High-flying Chipotle Mexican Grill (NYSE:CMG) continues to produce strong financial results and exceed analysts’ predictions, but investors appeared to chill their ardor a bit after poring over the latest report.
CMG announced that first quarter earnings shot up 35.1% to $62.7 million, while revenues jumped 25.8% to $640.6 million, compared to the same period last year. Diluted earnings per share for the quarter rose 34.9% to $1.97, compared to $1.46 a share in 2011.
The Associated Press said analysts had expected revenues of $630.9 million and diluted EPS of $1.93 for the quarter.
Restaurant-level operating margin rose 220 basis points to 27.4%.
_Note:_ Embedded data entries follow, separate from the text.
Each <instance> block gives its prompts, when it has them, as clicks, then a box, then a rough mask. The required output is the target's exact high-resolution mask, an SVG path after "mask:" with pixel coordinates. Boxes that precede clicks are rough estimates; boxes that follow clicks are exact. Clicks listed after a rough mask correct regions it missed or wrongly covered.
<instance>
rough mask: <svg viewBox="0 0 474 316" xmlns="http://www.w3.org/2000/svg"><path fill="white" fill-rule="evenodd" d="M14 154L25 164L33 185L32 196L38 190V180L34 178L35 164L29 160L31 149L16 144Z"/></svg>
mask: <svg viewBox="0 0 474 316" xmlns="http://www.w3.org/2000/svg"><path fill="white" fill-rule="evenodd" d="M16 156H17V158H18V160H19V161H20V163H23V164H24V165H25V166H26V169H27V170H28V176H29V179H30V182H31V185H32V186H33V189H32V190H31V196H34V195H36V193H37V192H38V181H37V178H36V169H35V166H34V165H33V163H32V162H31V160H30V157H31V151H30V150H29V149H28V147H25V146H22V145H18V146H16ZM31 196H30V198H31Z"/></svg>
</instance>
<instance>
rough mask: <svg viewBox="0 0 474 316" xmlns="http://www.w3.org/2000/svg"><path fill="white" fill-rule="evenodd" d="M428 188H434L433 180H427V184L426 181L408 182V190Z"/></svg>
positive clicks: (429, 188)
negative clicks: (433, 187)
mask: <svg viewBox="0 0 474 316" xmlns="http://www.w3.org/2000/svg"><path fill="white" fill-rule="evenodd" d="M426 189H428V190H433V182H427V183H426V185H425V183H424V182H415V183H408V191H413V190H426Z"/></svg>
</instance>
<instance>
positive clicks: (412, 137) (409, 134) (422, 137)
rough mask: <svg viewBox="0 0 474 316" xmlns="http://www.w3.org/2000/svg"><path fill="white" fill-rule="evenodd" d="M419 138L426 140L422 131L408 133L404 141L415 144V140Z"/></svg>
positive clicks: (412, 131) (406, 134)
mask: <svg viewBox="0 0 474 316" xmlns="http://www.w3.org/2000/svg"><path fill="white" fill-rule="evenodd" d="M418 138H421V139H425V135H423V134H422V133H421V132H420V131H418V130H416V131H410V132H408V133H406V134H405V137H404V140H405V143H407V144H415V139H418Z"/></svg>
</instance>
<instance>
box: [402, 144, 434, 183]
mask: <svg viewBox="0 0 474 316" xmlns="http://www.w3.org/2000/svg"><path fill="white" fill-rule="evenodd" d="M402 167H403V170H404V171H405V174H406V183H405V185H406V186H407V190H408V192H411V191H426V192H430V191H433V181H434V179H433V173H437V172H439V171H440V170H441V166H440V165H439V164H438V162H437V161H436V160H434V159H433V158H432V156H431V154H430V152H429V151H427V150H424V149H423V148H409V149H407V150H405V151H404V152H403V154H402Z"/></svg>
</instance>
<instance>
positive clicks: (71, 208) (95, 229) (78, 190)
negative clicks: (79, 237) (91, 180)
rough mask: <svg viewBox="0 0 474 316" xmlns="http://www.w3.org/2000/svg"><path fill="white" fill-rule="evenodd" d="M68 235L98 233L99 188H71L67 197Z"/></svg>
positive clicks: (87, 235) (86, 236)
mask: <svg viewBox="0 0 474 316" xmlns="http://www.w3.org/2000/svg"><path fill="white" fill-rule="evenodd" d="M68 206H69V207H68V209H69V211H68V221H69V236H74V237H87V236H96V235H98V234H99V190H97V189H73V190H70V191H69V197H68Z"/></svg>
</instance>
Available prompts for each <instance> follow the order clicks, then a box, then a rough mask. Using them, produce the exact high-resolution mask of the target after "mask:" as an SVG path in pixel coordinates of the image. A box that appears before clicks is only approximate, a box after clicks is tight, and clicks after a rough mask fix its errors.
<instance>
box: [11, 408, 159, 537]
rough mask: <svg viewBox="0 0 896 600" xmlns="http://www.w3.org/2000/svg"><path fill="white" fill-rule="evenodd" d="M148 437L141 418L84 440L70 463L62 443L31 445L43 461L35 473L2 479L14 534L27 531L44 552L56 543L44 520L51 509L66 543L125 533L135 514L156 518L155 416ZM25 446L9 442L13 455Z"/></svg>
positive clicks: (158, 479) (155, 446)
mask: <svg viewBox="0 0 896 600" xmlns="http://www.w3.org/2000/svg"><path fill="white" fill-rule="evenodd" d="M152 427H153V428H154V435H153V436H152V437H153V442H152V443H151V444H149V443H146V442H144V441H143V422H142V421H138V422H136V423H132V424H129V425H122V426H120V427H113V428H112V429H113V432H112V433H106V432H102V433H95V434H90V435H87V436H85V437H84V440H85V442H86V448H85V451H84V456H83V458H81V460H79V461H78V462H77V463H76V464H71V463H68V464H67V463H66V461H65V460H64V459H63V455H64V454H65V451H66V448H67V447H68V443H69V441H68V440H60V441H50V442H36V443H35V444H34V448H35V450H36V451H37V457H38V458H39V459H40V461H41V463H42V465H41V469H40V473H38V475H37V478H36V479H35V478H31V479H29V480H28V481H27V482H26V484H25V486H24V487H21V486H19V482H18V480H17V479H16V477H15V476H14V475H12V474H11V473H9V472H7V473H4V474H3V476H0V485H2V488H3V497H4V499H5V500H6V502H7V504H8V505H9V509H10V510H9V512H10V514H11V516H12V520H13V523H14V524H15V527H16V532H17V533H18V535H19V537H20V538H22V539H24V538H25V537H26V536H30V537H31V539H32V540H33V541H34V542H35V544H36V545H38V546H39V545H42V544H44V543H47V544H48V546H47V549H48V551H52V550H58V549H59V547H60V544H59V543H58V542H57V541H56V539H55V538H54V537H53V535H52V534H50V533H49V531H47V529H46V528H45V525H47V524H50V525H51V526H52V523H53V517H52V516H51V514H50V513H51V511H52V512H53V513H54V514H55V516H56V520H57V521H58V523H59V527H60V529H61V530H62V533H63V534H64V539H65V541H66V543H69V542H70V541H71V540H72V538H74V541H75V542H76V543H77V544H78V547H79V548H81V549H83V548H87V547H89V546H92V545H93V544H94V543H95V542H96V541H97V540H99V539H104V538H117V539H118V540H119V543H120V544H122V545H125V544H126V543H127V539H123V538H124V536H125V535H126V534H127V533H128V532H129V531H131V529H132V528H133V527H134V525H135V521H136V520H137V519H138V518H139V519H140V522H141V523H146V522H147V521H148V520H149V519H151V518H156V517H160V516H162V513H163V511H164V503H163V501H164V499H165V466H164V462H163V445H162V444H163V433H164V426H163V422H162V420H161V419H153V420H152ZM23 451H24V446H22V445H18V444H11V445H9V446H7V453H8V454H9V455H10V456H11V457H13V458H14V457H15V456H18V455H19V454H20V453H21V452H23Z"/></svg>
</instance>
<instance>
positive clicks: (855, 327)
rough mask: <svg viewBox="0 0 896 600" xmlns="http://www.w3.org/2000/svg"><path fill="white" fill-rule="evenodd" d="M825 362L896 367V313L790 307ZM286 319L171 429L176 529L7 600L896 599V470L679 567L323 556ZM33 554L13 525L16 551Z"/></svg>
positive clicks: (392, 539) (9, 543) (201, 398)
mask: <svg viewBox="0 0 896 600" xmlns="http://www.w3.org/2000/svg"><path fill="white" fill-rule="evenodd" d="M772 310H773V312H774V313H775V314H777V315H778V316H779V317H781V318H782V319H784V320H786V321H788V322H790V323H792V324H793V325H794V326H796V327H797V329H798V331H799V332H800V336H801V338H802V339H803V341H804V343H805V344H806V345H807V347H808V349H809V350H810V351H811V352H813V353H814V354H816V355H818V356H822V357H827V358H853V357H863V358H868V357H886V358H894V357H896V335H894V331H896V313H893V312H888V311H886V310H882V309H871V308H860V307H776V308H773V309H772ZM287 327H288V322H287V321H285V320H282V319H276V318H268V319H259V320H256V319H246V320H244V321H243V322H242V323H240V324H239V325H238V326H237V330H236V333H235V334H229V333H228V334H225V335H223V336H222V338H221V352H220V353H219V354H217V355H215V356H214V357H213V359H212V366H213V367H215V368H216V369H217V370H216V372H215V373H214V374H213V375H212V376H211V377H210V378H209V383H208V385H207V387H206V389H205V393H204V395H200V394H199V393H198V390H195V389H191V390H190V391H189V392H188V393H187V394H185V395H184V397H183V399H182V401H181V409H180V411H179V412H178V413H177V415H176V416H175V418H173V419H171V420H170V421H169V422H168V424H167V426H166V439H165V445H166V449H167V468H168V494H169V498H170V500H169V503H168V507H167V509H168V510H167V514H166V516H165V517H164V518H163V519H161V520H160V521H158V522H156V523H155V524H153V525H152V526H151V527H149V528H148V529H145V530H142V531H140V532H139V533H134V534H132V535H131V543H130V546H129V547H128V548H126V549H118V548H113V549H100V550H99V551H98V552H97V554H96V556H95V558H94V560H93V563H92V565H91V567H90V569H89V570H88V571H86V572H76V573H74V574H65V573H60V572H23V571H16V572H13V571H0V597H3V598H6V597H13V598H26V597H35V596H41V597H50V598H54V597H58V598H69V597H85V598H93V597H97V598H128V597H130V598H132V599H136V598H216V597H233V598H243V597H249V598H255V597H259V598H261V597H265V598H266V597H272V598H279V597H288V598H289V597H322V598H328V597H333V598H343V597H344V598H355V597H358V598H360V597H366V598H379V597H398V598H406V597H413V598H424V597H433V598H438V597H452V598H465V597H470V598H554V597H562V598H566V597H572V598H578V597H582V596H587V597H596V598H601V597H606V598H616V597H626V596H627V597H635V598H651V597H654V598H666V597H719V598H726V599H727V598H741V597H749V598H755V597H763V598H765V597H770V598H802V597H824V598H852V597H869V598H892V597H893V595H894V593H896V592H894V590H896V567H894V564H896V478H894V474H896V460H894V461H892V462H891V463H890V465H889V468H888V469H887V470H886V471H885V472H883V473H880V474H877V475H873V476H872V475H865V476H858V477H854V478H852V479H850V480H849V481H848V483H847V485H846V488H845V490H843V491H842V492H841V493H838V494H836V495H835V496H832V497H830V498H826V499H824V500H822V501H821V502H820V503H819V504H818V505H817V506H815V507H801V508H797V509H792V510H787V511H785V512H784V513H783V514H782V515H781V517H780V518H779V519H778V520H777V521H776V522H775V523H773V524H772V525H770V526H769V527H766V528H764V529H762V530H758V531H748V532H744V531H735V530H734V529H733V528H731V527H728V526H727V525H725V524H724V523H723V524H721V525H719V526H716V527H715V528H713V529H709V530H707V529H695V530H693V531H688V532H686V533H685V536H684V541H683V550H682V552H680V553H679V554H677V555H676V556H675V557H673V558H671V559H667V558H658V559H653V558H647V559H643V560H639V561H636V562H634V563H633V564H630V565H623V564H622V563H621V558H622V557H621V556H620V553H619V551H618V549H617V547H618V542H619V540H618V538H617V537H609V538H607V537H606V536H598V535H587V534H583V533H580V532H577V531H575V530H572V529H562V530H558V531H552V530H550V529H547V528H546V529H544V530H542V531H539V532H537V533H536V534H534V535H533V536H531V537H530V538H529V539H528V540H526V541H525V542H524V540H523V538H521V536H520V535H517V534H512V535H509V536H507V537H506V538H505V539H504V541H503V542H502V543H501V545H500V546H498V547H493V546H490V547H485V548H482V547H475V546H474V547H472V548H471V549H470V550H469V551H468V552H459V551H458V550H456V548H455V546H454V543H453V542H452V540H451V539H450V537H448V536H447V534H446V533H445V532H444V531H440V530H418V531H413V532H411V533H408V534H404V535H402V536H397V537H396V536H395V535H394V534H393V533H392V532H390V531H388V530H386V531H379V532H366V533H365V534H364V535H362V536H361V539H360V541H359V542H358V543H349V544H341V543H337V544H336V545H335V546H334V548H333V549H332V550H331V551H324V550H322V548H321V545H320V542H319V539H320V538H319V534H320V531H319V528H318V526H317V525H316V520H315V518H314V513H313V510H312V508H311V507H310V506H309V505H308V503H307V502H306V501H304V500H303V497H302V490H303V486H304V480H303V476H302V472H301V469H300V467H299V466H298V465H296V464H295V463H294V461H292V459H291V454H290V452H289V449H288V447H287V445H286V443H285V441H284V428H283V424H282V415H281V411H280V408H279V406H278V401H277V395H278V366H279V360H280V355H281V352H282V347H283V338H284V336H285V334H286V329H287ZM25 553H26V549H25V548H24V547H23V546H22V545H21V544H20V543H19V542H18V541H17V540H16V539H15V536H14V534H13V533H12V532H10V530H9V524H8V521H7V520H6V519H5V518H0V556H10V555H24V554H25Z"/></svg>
Chipotle attributed revenue growth to the opening of 32 new restaurants during the quarter and increased menu prices, which drove a 12.7% increase in comparable restaurant sales. CMG said it expected to open between 155 and 165 new restaurant during 2012.
It forecast “mid-single digit comparable restaurant sales growth” and anticipated food price inflation of “mid-single digits” during the rest of the year.
The company’s shares were off nearly 2% in early Friday trading, slipping to around $423. Why the muted reaction? Could be that mid-single digit growth forecast — and similar inflation expectation. That growth is a lot less than the 12.7% CMG put up in its latest quarter, and questions about whether Chipotle can keep up its torrid pace are starting to get louder.